Cuando cerré la puerta del apartamento en el que viví 20 años no sentí ninguna clase de nostalgia precipitada. Calculo que me pasaron varias cosas. En primer lugar, el estrés del desarme y embalaje  de la casa la deja a una como sin sentimientos. En segundo lugar, a mí los cambios me encantan, o más bien, me precipitan, que es lo que hago cuando algo me encanta. En tercer lugar, había elaborado con anticipación hasta lo inimaginable. Y en cuarto lugar y no menos importante por ello, no dejé nada relevante en esa casa. Lo importante, me lo traje todo conmigo.  Y no me refiero a las cosas ni a las plantas, que sí que las cargamos al camión de la primera a la última, sino sobre todo me guardé o mejor dicho, atesoré, los momentos que viví allí durante tanto tiempo y las personas que estuvieron conmigo (en esa categoría entra, claro está, mi perro Nano que compartió 16 de esos 20 años).

La casa de una...ese “sagrado inviolable” al que refiere la Constitución, yo no sé si es sagrada, me inclino más bien por pensar en cosas profanas, y menos creo que sea inviolable, a juzgar por los percances que una ve le suceden a las personas en sus domicilios todo el tiempo; pero ciertamente, la casa de una, es una misma. Y una misma, es una, porque en una están todos los otros que acompañan ese transcurrir que es vivir.

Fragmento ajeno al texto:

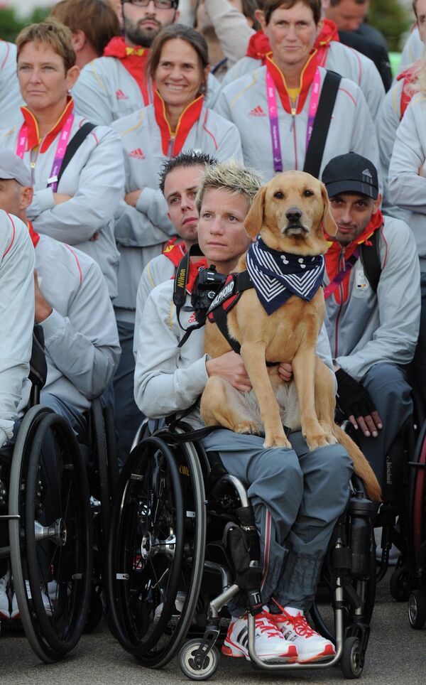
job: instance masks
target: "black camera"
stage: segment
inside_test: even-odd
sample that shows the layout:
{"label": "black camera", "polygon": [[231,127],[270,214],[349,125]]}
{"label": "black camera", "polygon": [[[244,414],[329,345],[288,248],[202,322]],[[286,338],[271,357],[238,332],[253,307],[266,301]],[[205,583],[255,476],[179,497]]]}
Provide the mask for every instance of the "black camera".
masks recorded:
{"label": "black camera", "polygon": [[213,265],[208,269],[202,267],[198,271],[191,296],[191,304],[199,323],[204,323],[205,321],[207,310],[226,278],[223,274],[218,274],[216,266]]}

Así que una sigue siendo una cuando se va de un sitio y  aparca en otro porque lleva adentro todo, hasta lo que no importa, hasta lo que sería preferible dejar tirado en un rincón. No hay modo de seleccionar: va todo. Enterito. No corre en este aspecto lo que hacemos con la ropa cuando nos mudamos que es desprendernos de lo que ya no usamos. Ni modo. En este desplazamiento, “al fondo que hay lugar” y todo encuentra su recoveco: olores, escenas, miradas, risas, melodías, gritos, llantos, encuentros, portazos, saludos, indiferencias, poemas, flores marchitas escondidas en un libro, “queloscumplasfeliz”, ramitos de jazmines en el baño, todo, todo.

No sentí cuando cerré la puerta que abandonaba algo o que desechaba algo. No tuve esa pena. Dejé una casa, quizás un poco cansada y que precisa que la maquillen para que otros la habiten, pero le dejé huellas de mi y de nuestro pasar por todas partes. Porque un poco de mí y de los que me acompañaron y acompañan en el viaje, quedó en el alma de esas paredes.

No le debo nada a nadie. Ninguna cuenta por saldar. Todo pago. Ahí estuve 20 años, acá estoy ahora. Abrí otra puerta para construir otra cosa. Distinta. Pero también igual. Porque yo soy la misma y me traje conmigo todo lo que ya les expliqué. Siempre es así, una recorre y recorre caminos, cierra y abre puertas o ventanas, descubre en sitios nuevos otros olores y otros colores; pero una, siempre es ésta una, con sus amores, con sus gustos, con su circunstancia y con las ganas de seguir dejando marquitas en el camino, que acaso no sean tan evidentes como las migas de pan del cuento; pero que aquellos que las quieran ver y tengan los ojos grandes y el corazón dispuesto, seguro las notarán.

Los lugares somos nosotros. No sólo nos contienen, también nos reflejan y viceversa. Y al final de cuentas, lo único importante de la historia es justo eso: nosotros.